Theatergruppe Burgdorf im Casino Theater

  15.02.2026 Burgdorf, Kultur, Vereine, Burgdorf

Eine Woche vor der Premiere am vergangenen Samstag waren die meisten Tickets für die sechs Vorstellungen der Theatergruppe Burgdorf bereits verkauft. Mit dem Theaterstück «Wie im Himmel» erlebte das Publikum einen Abend voller Witz, Wärme und Gesang, fast «Wie im Himmel». 
Vielen ist der gleichnamige Film bekannt, ein schwedisches Musikfilm-Drama aus dem Jahr 2005 von Kay Pollak: Theater und Film beleuchten das Leben des Stardirigenten Daniel Daréus, der nach einem Zusammenbruch in sein Heimatdorf Blumenthal zurückkehrt. Obwohl er international ein gefeierter Dirigent ist, fand er persönlich die Erfüllung nicht im Beruf. Er übernimmt – anfangs mehr widerwillig als begeistert – die Leitung des Kirchenchors. In dieser bunt zusammengesetzten Gruppe der kleinen Gemeinde lässt er die Sängerinnen und Sänger mit unkonventionellen Methoden die Musik erleben. Dabei wird er unweigerlich mit den Sorgen und Nöten der Chormitglieder konfrontiert. 
Vor Jahrzehnten verliess Daniel Daréus das Dorf, weil er mit der Musik den Weg in die Herzen der Menschen finden wollte. Das gelingt ihm nun in der eigenen Heimat. Er bringt nicht nur die Stimmen der Chormitglieder zum Klingen, sondern auch ihre Gefühle. Mit der Musik und der unkonventionellen Art des Dirigenten verändert sich die Stimmung im Dorf. Doch, wo sich die einen freuen, zeigen andere Neid und Missgunst. In Blumenthal ist das nicht anders als andernorts.

Gelungener Spielstart
Es ist bereits die dritte Produktion, die der Burgdorfer Regisseur Matthias Fankhauser mit der Theatergruppe Burgdorf auf die Bühne bringt. Das Stück handelt in einem fiktiven Dorf im Emmental. Fankhauser schrieb dazu eine berndeutsche Fassung. 
Drei schwarz gekleidete Erzählerinnen führen mit Witz, Wärme und Charme durch die Geschichte. Sie sind zugleich spürbarer Teil der Gruppe, verschieben Elemente des Bühnenbilds, singen im Chor mit. Die Musik spielt eine bedeutende Rolle. Die Chorleiterin und Dirigentin Therese Lehmann hat aus den engagierten Laienschauspielenden einen eindrücklichen Chor geformt, der mit berührenden Gesängen und schauspielerischen Leistungen begeistert. Jede und jeder verkörpert die ihm/ihr zugeteilte Rolle überzeugend. Zudem schafft das Bühnenbild mit wenigen, wirkungsvollen Elementen eine authentische Atmosphäre.
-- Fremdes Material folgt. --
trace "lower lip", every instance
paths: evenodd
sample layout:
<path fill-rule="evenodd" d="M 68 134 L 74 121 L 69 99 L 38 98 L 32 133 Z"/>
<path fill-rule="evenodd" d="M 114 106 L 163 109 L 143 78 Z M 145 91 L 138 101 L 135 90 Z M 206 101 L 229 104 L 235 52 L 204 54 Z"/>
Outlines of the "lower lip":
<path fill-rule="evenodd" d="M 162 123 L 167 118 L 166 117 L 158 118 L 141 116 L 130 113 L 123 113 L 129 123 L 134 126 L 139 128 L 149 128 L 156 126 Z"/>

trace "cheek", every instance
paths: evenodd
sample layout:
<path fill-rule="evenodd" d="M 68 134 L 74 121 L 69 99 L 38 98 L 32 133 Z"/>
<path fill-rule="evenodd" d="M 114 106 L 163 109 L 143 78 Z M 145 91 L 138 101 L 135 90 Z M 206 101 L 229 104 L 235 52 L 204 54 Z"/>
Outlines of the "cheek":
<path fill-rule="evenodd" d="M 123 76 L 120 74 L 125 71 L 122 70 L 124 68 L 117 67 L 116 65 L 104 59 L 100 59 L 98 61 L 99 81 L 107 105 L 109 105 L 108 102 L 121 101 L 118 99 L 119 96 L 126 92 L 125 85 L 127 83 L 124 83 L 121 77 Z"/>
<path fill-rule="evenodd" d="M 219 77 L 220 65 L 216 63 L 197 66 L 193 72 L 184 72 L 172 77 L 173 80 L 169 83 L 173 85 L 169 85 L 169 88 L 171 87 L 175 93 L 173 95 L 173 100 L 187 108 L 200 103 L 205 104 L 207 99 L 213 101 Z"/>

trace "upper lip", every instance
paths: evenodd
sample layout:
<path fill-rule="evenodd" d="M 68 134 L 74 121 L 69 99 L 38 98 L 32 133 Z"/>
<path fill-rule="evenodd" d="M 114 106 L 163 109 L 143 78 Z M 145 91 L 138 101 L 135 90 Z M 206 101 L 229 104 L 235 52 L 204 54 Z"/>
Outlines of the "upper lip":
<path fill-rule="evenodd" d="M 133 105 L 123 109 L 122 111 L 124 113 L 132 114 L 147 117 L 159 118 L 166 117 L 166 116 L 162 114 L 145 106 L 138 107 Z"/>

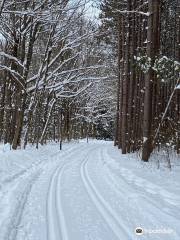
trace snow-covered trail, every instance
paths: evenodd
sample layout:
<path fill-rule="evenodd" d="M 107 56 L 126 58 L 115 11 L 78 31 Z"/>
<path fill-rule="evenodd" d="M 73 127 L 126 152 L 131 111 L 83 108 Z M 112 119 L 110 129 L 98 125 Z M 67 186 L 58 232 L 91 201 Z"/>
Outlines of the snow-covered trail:
<path fill-rule="evenodd" d="M 163 176 L 151 182 L 111 143 L 72 144 L 45 155 L 2 185 L 1 240 L 180 239 L 178 184 L 170 189 Z M 145 234 L 137 236 L 136 227 Z"/>

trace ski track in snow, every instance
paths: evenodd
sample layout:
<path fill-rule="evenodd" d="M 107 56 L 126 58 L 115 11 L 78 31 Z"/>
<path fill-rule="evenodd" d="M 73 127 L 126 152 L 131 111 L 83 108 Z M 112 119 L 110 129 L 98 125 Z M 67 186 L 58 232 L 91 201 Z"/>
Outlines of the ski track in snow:
<path fill-rule="evenodd" d="M 110 164 L 113 157 L 108 153 L 108 148 L 112 146 L 105 143 L 72 144 L 63 152 L 49 152 L 49 160 L 43 161 L 41 158 L 27 169 L 21 169 L 5 179 L 0 191 L 3 190 L 10 196 L 18 195 L 16 201 L 12 201 L 14 205 L 8 213 L 8 221 L 6 216 L 6 226 L 0 233 L 0 239 L 2 236 L 1 240 L 135 240 L 139 237 L 135 235 L 134 227 L 139 227 L 139 223 L 148 223 L 149 227 L 174 227 L 175 232 L 172 235 L 144 235 L 141 239 L 179 240 L 179 196 L 154 181 L 151 183 L 137 176 L 125 166 L 120 167 L 117 173 Z M 21 238 L 18 232 L 20 228 L 26 228 L 28 216 L 24 213 L 29 208 L 28 199 L 30 196 L 38 199 L 38 196 L 33 195 L 36 193 L 41 195 L 38 188 L 32 190 L 38 186 L 38 179 L 42 178 L 44 170 L 43 186 L 46 190 L 42 193 L 46 195 L 39 199 L 44 199 L 45 213 L 35 214 L 45 216 L 44 227 L 41 228 L 45 232 L 45 238 L 34 236 L 34 229 L 31 229 L 34 232 L 32 235 L 29 232 L 25 238 Z M 76 197 L 75 201 L 73 196 Z M 83 215 L 86 209 L 83 201 L 88 206 L 86 215 Z M 75 211 L 72 211 L 73 208 Z M 93 224 L 97 224 L 97 227 L 94 228 Z M 76 229 L 70 229 L 71 225 Z M 34 226 L 38 228 L 38 222 Z M 90 229 L 88 232 L 87 228 Z M 91 232 L 93 229 L 97 233 Z"/>
<path fill-rule="evenodd" d="M 112 231 L 116 234 L 118 239 L 122 239 L 122 236 L 125 239 L 129 235 L 129 233 L 127 232 L 126 227 L 122 225 L 122 223 L 120 223 L 119 216 L 114 212 L 108 202 L 104 200 L 104 198 L 101 196 L 100 192 L 97 190 L 94 183 L 90 179 L 86 166 L 87 161 L 88 159 L 85 160 L 81 165 L 81 177 L 86 187 L 86 190 L 90 198 L 94 202 L 95 206 L 102 214 L 104 220 L 110 226 Z"/>

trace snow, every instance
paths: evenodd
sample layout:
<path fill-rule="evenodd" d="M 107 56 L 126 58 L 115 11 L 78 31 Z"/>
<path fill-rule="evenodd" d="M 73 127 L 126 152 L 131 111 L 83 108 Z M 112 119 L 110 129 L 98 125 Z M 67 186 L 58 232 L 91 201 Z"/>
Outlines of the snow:
<path fill-rule="evenodd" d="M 0 239 L 179 240 L 178 159 L 154 162 L 109 141 L 0 145 Z"/>
<path fill-rule="evenodd" d="M 176 89 L 180 89 L 180 84 L 179 84 L 179 85 L 177 85 Z"/>

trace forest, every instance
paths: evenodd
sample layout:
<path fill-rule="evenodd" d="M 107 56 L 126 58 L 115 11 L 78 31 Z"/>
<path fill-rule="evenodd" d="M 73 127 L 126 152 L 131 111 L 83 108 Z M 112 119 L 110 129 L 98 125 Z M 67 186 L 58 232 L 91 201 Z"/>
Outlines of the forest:
<path fill-rule="evenodd" d="M 180 153 L 179 1 L 94 1 L 94 19 L 87 4 L 1 0 L 0 141 Z"/>
<path fill-rule="evenodd" d="M 0 0 L 0 240 L 180 240 L 180 0 Z"/>

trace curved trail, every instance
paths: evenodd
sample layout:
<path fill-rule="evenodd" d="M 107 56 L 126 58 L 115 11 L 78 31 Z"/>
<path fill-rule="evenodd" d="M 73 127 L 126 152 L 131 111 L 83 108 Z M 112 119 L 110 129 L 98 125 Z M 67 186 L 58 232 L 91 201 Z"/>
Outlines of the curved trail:
<path fill-rule="evenodd" d="M 122 239 L 122 237 L 125 239 L 127 235 L 129 235 L 129 233 L 126 232 L 125 226 L 123 226 L 119 222 L 119 216 L 114 212 L 108 202 L 106 202 L 106 200 L 101 196 L 100 192 L 95 187 L 93 181 L 90 179 L 86 166 L 87 161 L 88 159 L 85 160 L 81 165 L 81 177 L 86 187 L 86 190 L 90 198 L 94 202 L 95 206 L 102 214 L 104 220 L 110 226 L 112 231 L 116 234 L 118 239 Z"/>
<path fill-rule="evenodd" d="M 134 229 L 141 223 L 149 228 L 173 223 L 172 235 L 144 235 L 141 239 L 179 240 L 180 216 L 176 217 L 166 201 L 155 204 L 162 200 L 158 194 L 145 195 L 143 186 L 135 185 L 140 183 L 138 176 L 133 175 L 134 182 L 129 180 L 132 174 L 126 166 L 114 172 L 107 148 L 112 146 L 92 142 L 72 144 L 59 154 L 49 151 L 47 160 L 27 170 L 27 176 L 12 180 L 17 187 L 18 179 L 26 184 L 19 191 L 13 216 L 9 215 L 9 234 L 0 235 L 1 239 L 137 240 Z M 17 194 L 16 188 L 13 194 Z M 158 208 L 160 204 L 166 209 Z"/>

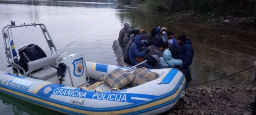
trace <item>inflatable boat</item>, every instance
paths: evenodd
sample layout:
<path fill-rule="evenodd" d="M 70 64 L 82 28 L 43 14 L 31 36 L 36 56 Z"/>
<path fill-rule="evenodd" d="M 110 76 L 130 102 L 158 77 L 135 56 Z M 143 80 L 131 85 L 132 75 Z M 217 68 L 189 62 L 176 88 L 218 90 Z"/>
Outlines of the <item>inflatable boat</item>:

Neben erheiternden Momenten schwingen auch traurige Töne mit. Themen wie Sünde, Tod, Liebe und Lebenssinn berühren das Publikum.

Text und Bilder: Helen Käser
Weitere Aufführungen finden am 18., 20. und 21. Februar 2026 um 20.00 Uhr und am 22. Februar 2026 um 17.00 Uhr statt.